NATO may try a new detente 17 years after defining it

NATO's 35th anniversary meeting in Washington this week is expected to adopt a milestone study that not only comes to ''hard nosed'' conclusions about East-West detente but also seeks to maintain a dialogue with the communist bloc.

This report, expected to be adopted by NATO foreign ministers as a ''Washington declaration,'' is seen as possibly signaling a new Western interest in improving ties with Moscow.

Although some disputes remain over the study, senior West European officials say they are eager to codify a durable NATO policy on continuing contacts with the Soviet Union despite frequent shifts in American administrations and policy or suspensions of the superpower dialogue.

In recent weeks West European governments have sought to retain links with Moscow and other East-bloc capitals through a series of visits there to counter the freeze in relations between Washington and Moscow.

(The latest visitor, West German Foreign Minister Hans-Dietrich Genscher, said his talks Tuesday with top Soviet leaders gave him no cause to expect Moscow to return to nuclear arms control talks before the American election in November. A Genscher aide said the Germans got ''a bad feeling'' about East-West relations after his meetings, Reuters reported.)

American sources here have sought to play down the impact of the NATO study, saying it contains ''nothing terribly exciting or new.

Some also regard this transatlantic difference in attitudes toward contacts with the East as playing into communist hands by giving them an opportunity to exploit Western disunity.

Commenting on the United States-European difference on the importance to be attached to the study, a Western source referred to the ''obsession'' of German Foreign Minister Genscher for the document.
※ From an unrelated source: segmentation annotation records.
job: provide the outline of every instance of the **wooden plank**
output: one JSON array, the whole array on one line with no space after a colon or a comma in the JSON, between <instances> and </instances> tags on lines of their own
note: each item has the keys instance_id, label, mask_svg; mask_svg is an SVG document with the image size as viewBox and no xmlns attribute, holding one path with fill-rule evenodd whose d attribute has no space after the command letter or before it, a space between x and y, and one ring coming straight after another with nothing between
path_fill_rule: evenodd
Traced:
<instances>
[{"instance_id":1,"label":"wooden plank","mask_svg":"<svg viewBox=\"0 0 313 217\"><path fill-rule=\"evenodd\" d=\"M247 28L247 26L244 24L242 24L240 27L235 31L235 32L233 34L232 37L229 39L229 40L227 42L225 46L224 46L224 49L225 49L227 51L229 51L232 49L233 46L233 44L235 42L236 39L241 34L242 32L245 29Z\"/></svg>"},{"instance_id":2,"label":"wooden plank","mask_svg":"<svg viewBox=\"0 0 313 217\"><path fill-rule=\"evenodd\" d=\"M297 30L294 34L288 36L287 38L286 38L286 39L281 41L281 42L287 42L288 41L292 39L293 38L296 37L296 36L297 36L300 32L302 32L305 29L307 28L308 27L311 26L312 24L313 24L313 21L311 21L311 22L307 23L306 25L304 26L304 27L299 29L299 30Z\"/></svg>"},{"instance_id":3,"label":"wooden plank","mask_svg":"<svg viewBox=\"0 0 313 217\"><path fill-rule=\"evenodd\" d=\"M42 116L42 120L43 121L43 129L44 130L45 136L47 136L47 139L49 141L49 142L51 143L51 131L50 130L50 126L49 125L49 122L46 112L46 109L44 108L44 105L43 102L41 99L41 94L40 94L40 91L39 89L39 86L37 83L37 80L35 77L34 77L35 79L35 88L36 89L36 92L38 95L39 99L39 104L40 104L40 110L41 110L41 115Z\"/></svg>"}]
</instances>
But a senior European diplomat here said the study and declaration should be ''an important political message'' for Eastern and Western leaders and public opinions during a period of international and internal tension.

The report is the first major internal NATO project on the subject of East-West detente since a similar report in 1967 by the then-Belgian Foreign Minister Pierre Harmel. The voluminous Harmel report, which resulted in a 17 -paragraph NATO public declaration on the issue, is seen as the starting point for the alliance's policy of detente with the Soviet bloc.

This update, prepared by Belgian Foreign Minister Leo Tindemans, is said to devote about half of its content to a ''hard nosed'' review and analysis of the results of these 17 years of detente. It will take into account the tension arising from Soviet actions in Afghanistan, Poland, Angola, and other trouble spots.

The second portion of the report is said to emphasize the need to retain a permanent dialogue and relationship despite such political clashes and leadership changes. The European allies also stress the importance of various East-West negotiations on arms control or contacts, such as the Stockholm conference on disarmament and confidence-building measures.

There is said to be a debate inside NATO over how much of the study should be made public. In all likelihood, the result will be a short public synopsis issued in Washington.